Causality, agency, decisions
Updateless decision theory, Newcomb’s boxes, evidential decision theory, commitment races …
October 23, 2018 — February 10, 2025
Suspiciously similar content
Notes on decision theory and causality where agents make decisions, especially in the context of AI safety. This is something I’m actively trying to understand better at the moment. There is some mysterious causality juju in foundation models and other neural nets. This suggests to me that we should think hard about this as we move into the age of AI.
AFAICT using causality to reason about intelligent systems requires some extensions to vanilla causality, because they can themselves reason about the outcomes they wish to achieve, which makes stuff complicated and occasionally weird.
TBC.
1 Agency
What even is agency? How do we recognise it in natural and artificial systems? What are the implications for control, economics, and technology?
2 Identifying agency
Discovering Agents (Kenton et al. 2023; MacDermott et al. 2024) takes an empirical look at things: when are there agents.
3 Causal attribution and blameworthiness
I should write more about this: a connection to computational morality. Everitt et al. (2022) and Halpern and Kleiman-Weiner (2018) seem to be works in this domain.
4 In multi-agent systems
Connection to game theory and multi-agent systems. (Hammond et al. 2023; Liu et al. 2024)
TBD
5 Causality with feedback
A basic thermostat is an example of the most basic extension of basic causality; see causality under feedback.

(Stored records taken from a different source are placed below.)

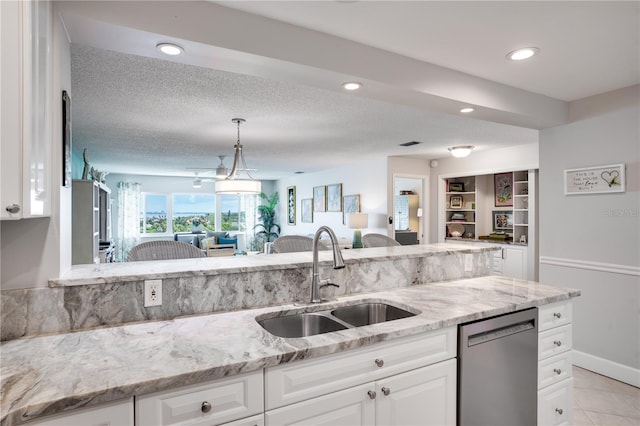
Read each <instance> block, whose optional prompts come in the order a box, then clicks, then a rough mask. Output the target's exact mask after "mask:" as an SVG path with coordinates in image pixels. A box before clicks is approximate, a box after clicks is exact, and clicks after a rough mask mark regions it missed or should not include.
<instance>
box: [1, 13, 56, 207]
mask: <svg viewBox="0 0 640 426" xmlns="http://www.w3.org/2000/svg"><path fill="white" fill-rule="evenodd" d="M0 20H1V24H0V36H1V39H0V40H1V45H2V55H0V92H1V93H2V101H1V104H0V128H1V131H0V135H1V142H2V143H1V152H0V161H1V167H2V168H1V170H0V177H1V178H2V179H1V180H2V183H1V184H0V202H1V204H0V219H22V218H32V217H45V216H49V215H50V214H51V145H52V132H51V105H52V93H51V87H52V84H51V83H52V72H51V39H52V36H51V34H52V24H51V22H52V12H51V2H49V1H33V2H31V1H24V2H23V1H20V2H18V1H3V2H0Z"/></svg>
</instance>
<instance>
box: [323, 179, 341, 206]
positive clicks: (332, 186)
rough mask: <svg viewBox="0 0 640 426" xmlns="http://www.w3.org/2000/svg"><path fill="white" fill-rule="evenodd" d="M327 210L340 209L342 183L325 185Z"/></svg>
mask: <svg viewBox="0 0 640 426" xmlns="http://www.w3.org/2000/svg"><path fill="white" fill-rule="evenodd" d="M327 211H328V212H341V211H342V184H341V183H336V184H334V185H327Z"/></svg>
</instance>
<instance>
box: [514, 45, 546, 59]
mask: <svg viewBox="0 0 640 426" xmlns="http://www.w3.org/2000/svg"><path fill="white" fill-rule="evenodd" d="M538 52H540V49H538V48H537V47H524V48H522V49H517V50H514V51H513V52H509V53H507V59H511V60H512V61H522V60H524V59H529V58H530V57H532V56H535V55H537V54H538Z"/></svg>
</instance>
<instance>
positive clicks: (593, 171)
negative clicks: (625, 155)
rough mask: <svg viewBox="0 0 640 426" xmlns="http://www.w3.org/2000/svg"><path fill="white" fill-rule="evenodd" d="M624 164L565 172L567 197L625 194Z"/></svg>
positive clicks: (589, 167)
mask: <svg viewBox="0 0 640 426" xmlns="http://www.w3.org/2000/svg"><path fill="white" fill-rule="evenodd" d="M624 190H625V174H624V164H611V165H608V166H597V167H585V168H582V169H569V170H565V171H564V193H565V195H576V194H602V193H606V192H624Z"/></svg>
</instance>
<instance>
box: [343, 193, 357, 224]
mask: <svg viewBox="0 0 640 426" xmlns="http://www.w3.org/2000/svg"><path fill="white" fill-rule="evenodd" d="M349 213H360V195H345V196H344V197H342V224H343V225H346V224H347V215H348V214H349Z"/></svg>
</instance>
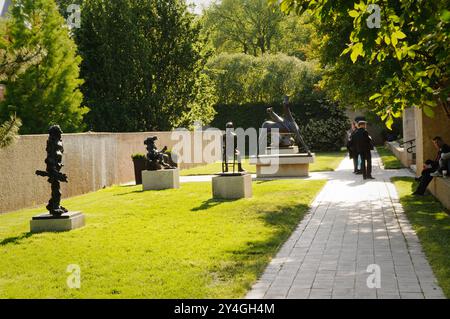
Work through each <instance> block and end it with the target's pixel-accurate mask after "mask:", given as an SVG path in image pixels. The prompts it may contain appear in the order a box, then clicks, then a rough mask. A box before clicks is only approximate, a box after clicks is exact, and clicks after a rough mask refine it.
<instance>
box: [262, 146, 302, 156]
mask: <svg viewBox="0 0 450 319" xmlns="http://www.w3.org/2000/svg"><path fill="white" fill-rule="evenodd" d="M274 154H292V155H293V154H298V146H291V147H280V148H276V147H268V148H267V149H266V154H265V155H274Z"/></svg>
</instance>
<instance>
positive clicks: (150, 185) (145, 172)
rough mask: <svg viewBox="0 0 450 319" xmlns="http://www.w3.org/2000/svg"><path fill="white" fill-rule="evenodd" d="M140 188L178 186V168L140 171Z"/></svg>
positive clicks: (179, 183)
mask: <svg viewBox="0 0 450 319" xmlns="http://www.w3.org/2000/svg"><path fill="white" fill-rule="evenodd" d="M142 188H143V190H144V191H150V190H164V189H173V188H180V170H179V169H178V168H177V169H163V170H159V171H142Z"/></svg>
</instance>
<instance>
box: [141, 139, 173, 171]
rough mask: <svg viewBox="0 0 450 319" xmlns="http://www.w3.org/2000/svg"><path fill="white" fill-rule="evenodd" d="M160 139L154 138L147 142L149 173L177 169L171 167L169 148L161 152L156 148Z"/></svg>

6 Causality with decisions
When the causal graph includes agents that adapt their behaviour. I assume causality under feedback can be treated as a special case of a decision, where the decisions are very simple.

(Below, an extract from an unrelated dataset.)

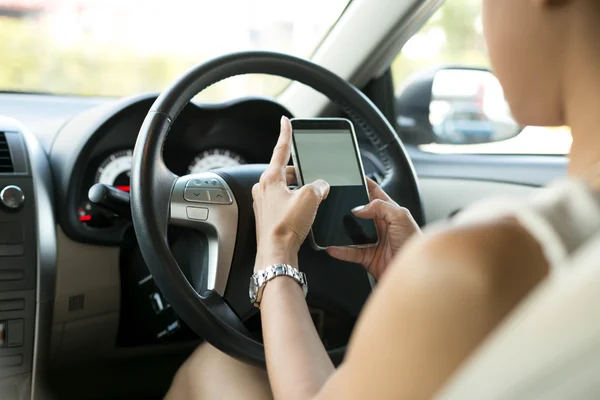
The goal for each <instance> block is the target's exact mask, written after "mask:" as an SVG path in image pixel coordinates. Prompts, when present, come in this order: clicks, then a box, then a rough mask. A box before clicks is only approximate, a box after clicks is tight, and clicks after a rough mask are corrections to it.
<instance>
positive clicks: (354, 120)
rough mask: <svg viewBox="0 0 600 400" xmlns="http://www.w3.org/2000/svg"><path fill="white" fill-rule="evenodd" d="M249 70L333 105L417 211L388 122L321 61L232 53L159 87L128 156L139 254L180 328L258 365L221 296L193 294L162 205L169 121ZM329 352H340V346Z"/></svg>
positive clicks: (174, 181)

Where there are agentic decisions, in which nodes contain “policies” that are themselves learned or adapted, the causal graph formalism needs to be even richer.
Which is to say: I think this is correct! I truly know little about this; I’m cribbing live from James Fox’s part of the Causal Incentives group UAI Tutorial.
7 Causal vs Evidential decision theory
Fancy decision theories for problems arising in strategic conflict and in superintelligence scenarios. Keyword: Newcomb’s paradox.
Apparently, I should read this:
A reflective variant of game theory worries about decision problems with smart predictive agents. Strong AI risk people are excitable in the vicinity of these.
Although their reading list is occasionally IMO undiscerning, you might want to start with MIRI’s intro which at least exists.
Existing methods of counterfactual reasoning turn out to be unsatisfactory both in the short term (in the sense that they systematically achieve poor outcomes on some problems where good outcomes are possible) and in the long term (in the sense that self-modifying agents reasoning using bad counterfactuals would, according to those broken counterfactuals, decide that they should not fix all of their flaws).
I haven’t read any of those though. I would probably start from Wolpert and Benford (2013); David Wolpert always seems to have a good Gordian knot cutter on his multitool.
8 Updateless decision theory
9 Commitment races
Commitment Races are important in international relations. They also seem popular in AI safety theory, although I am not sure why, since I don’t understand how AIs can credibly commit to things; setting up credible signals that they will commit to seems difficult and probably exceptional for very opaque systems.